Jogabilidade de “Origins”

“Origins” também revela uma evolução na jogabilidade. O game recebeu um gigantesco mapa que reproduz os domínios egípcios na Idade Antiga. O jogador tem uma infinidade de tarefas a serem cumpridas em cada uma das regiões como se o game fosse um “GTA sobre camelos”. As missões são das mais variadas, como coletar itens de naufrágio, resgatar crianças presas num covil de hienas e claro, assassinar sujeitos malvados e opressores.

Graficamente o game é muito bem feito. É nítido que o jogo foi produzido para explorar as capacidades 4K dos consoles PS4 Pro e Xbox One X, além dos PC de alto desempenho.

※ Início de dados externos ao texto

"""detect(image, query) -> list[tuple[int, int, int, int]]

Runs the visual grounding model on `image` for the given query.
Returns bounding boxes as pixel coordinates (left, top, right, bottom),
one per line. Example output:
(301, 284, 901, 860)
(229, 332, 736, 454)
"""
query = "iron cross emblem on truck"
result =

A riqueza de detalhe impressiona até mesmo nos veteranos como PS4 (padrão) e Xbox One.

Um recurso legal é que o game permite que o jogador produza fotografias da campanha e as poste nos pontos do mapa em que foi feita. Igual ao que Google faz em seu aplicativo de mapas.

Elementos de RPG

“Assassin’s Creed” também ficou mais complexo, com campanha cadenciada como num RPG clássico. O jogador pode evoluir em diversos quesitos, numa dinâmica que segue um padrão corriqueiro em produções da Ubisoft como “Far Cry”, “The Division” e “Ghost Recon: Wildlands”.

O jogador recebe pontos de avanço de nível que permitem melhorar suas habilidades de defesa, combate e saúde, assim com também se torna apto para usar armamentos sofisticados e também promover melhoras de seu inventário. Assim, o game segue sem aquela correria das edições passadas em que tudo se baseava em execuções, o que deixava a trama repetitiva.